You'll find plenty of other states that have lower tax rates than ours, but you won't find another one that has a better school system. You may find other states where you can buy a stretch of land at a cheaper price, but you won't find any state in the union that has the number of high performing, highly innovative institutions like Hopkins, NIH, Fort Detrick, not to mention NSA and all the others.

In my discussions with people, there are lots of other factors that go into locating a business. And if you look even at the unemployment rate and job creation, until December, we were one of only 10 states that had positive job growth in this last miserable year. As our country comes out of this recession, you'll see Maryland ahead of most other states in adding jobs and creating jobs and it's because of that big investment we made in intellectual capital. These are the things that make one state more competitive than another.

What are the biggest long-term problems that Maryland is facing ?

They are the same challenges we face as a country and the globe. The big challenges facing our state break down into the three big categories - first, sustainability, in terms of the land, the air, the water, the Bay and the energy we consume that affects all three of those things.

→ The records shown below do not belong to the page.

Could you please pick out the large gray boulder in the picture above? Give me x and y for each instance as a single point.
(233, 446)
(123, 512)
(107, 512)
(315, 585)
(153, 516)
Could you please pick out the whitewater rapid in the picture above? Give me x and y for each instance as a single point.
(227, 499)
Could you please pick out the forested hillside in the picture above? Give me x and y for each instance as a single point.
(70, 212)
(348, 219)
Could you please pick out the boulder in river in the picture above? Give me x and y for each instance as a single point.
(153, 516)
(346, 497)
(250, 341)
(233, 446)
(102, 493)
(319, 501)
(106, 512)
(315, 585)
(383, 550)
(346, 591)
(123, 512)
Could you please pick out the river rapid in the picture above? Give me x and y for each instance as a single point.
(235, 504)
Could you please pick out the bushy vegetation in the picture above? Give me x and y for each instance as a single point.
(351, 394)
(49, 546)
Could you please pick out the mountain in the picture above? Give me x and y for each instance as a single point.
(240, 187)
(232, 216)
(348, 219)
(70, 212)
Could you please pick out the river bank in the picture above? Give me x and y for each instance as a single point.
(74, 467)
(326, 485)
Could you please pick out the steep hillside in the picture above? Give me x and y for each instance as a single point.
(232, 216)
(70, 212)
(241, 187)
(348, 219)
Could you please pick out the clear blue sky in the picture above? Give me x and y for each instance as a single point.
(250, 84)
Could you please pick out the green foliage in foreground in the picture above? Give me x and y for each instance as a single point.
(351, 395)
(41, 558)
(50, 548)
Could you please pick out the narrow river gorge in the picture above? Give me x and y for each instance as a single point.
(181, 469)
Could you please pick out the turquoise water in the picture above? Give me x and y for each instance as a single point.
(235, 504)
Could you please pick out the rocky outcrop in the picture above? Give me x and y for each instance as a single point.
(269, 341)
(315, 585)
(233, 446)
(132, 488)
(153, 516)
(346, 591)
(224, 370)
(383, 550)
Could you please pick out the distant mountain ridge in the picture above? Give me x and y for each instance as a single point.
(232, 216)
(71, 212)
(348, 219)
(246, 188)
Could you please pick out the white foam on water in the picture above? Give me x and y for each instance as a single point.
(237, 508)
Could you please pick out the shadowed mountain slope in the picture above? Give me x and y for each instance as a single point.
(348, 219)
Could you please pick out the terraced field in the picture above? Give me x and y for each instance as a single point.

The other big challenge is the skills of our people. It's great to be the number one school system in America, but that still only ranks us a "B." And if you look at college affordability, even for the strides we've made in four years, we're still leaps and bounds more expensive than most other countries and we're slipping.

The third thing is security -- not only in making us a safer state in the traditional sense of wrestling our corners away from drug dealers and reducing the appalling high level of homicides. But there is also the homeland security threat, given our proximity to the nation's capital and the extreme likelihood that there will be subsequent attacks in the course of this next hundred years of asymmetrical warfare.

All of those are the big challenges. If I toss and turn and can't sleep at night, those are the things I think about. If I wake up with energy and gratitude to be doing work worth doing, those are the things I think about.

Do you toss and turn at night?

Not often. [He smiles and chuckles] Sometimes.